Senza dimora: nuovi profili di bisogno e vecchi diritti
Teresa Consoli | 30 giugno 2023
Il tema dell’homelessness nella sua declinazione come diritto (negato) alla casa o, più precisamente, all’abitare, non rientra tra i diritti sociali nel nostro sistema di welfare, a differenza di altri modelli di stato sociale in cui l’housing è inserito a pieno titolo tra le politiche e i diritti sociali. Negli ultimi 20 anni, anche in ragione della crescente visibilità di persone senza dimora per le strade di molte città italiane, si rileva una maggiore attenzione al tema dell’homelessness, ma lo scenario dentro cui il “senza dimora” trova legittimazione, specificità di lettura, attivazione e possibilità di intervento da parte delle amministrazioni è certamente vincolato da questo scenario complessivo, dall’assenza cioè di efficaci politiche abitative. O meglio, come evidenziato più avanti, dalla trasformazione in termini prevalentemente patrimoniali dell’accesso alla casa e del diritto all’abitare.
È utile specificare che la scelta dell’uso “senza dimora” rispetto al termine “senza casa” vuole sollecitare l’attenzione verso la consapevolezza che riferendoci alla “dimora” non parliamo solo della casa intesa come “bene”, ma come una serie di condizioni alle quali una persona vive la sua intimità, nutre le sue relazioni, si sente protetto, trova dimora. Ovviamente però il tema del senza dimora e del senza casa sono tra loro strettamente connessi.
Negli anni il diritto alla casa è cambiato moltissimo. Se facciamo riferimento alla storia del diritto alla casa negli anni ‘60-‘70 il quadro storico era legato alle profonde trasformazioni sociali e alle grandi rivendicazioni politiche e collettive.
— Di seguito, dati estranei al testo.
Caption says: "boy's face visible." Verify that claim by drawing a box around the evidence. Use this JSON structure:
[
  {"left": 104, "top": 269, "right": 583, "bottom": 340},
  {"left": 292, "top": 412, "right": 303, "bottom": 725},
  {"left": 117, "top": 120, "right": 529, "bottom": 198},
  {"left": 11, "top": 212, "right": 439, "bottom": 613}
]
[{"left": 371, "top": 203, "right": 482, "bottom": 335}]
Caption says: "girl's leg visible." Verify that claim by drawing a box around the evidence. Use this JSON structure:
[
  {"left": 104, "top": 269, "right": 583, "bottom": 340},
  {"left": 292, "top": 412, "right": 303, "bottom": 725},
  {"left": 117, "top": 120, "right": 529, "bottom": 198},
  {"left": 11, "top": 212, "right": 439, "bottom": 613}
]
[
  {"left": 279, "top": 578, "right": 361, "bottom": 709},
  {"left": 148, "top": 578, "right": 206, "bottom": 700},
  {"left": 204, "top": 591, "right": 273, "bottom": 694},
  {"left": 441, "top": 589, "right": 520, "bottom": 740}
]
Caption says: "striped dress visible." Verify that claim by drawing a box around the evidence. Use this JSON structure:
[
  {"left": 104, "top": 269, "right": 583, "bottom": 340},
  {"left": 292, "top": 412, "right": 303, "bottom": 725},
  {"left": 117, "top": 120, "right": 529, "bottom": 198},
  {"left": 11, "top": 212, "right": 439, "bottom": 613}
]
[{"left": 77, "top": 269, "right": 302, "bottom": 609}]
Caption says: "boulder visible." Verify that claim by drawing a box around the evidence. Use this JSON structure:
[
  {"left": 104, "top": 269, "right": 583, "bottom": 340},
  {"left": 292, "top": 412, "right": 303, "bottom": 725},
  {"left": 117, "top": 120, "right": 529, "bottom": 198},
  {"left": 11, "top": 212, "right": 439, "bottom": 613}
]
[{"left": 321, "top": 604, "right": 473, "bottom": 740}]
Questo tema è stato progressivamente derubricato sia dal punto di vista delle responsabilità, attribuite a enti regionali e poi locali, sia dal punto di vista della rappresentazione di un interesse collettivo. Il diritto alla casa è, infatti, enumerato come diritto soggettivo, riflette il rapporto tra cittadino e Stato e trova il suo profondo fondamento nella territorialità. Questo legame tra Stato e cittadino trova la sua manifestazione più compiuta nel riconoscimento della “residenza” su un determinato territorio e nel conseguente accesso a una serie di ulteriori diritti (es. il diritto al gratuito patrocinio, all’assistenza sanitaria, al lavoro, all’assistenza sociale, ai documenti di identità, all’iscrizione alla circoscrizione elettorale e quindi alla possibilità del voto).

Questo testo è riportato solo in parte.